Holmes stares at a point somewhere beyond Watson's shoulder, deep in thought. Then, he begins his customary rounds of the scene, scouring the ground for data, going so far as to scrutinize the toe of Watson's shoe with his lens. He is a positive whirlwind of investigative energy, face drawn in concentration and eyes glinting with a nearly maniacal fervor. It is this, above all else, that Watson finds fascinating about Holmes.

~

"Ah!" Holmes exclaims nearby, voice incongruously grim, and rises from his knees to show Watson something insignificant he holds between forefinger and thumb. "A single human hair of a particularly telling tawny color. Not long enough to have come fallen from the scalp. Deduction - it is nothing more or less than one of our victim's whiskers. We might also extrapolate that the man was a surgeon; the faintly discernible odor of chloroform gives him away."

Inexplicably, at Holmes's words, Watson senses a sudden chill that spreads, insidious, from his extremities to his core. His teeth chatter, and a cold sweat breaks out over his brow; he wonders how Holmes has not yet asked after his health, for surely his cheeks have gone ashen.

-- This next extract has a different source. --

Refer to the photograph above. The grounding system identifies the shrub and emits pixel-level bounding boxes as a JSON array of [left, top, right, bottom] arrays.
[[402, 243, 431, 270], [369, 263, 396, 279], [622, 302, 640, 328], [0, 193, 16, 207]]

"Holmes," he says, voice hoarse, unrecognizable. Holmes is kneeling again and pays him no mind, simply continues to scoop a sample of the gravel underfoot into a small silk satchel. "Holmes!" Watson repeats, raising his voice slightly.

~

Once more, no reaction.

Watson's vision dims at the edges. He submits to panic in earnest, reaches half-blindly for Holmes's arm. "Sherlock! Dear god, man, why will you not hear me? Hol-" The very speech is stolen from his mouth, the name left unfinished. Holmes's wrist falls from Watson's slack grip. The earth tilts sickeningly on its axis and begins to fall away, lose depth.

Soon the one thing left to Watson's feeble sight is Holmes, made of such sharp, dark, beautiful angles, his presence on the gloomy bridge somehow mesmerizing. In the last dizzy, surreal moment, Holmes lifts his eyes from his notebook to smile at Watson. His eyes are silvery and enlightened, his voice uncharacteristically regretful. "Surely you now understand, Watson, how plain is our solution."

~

Abruptly, Watson's world becomes only the inky black depths of the Thames, an insistent current buffeting above and below and around. It is rather peaceful, he thinks, Holmes’s charm distorted by the waves.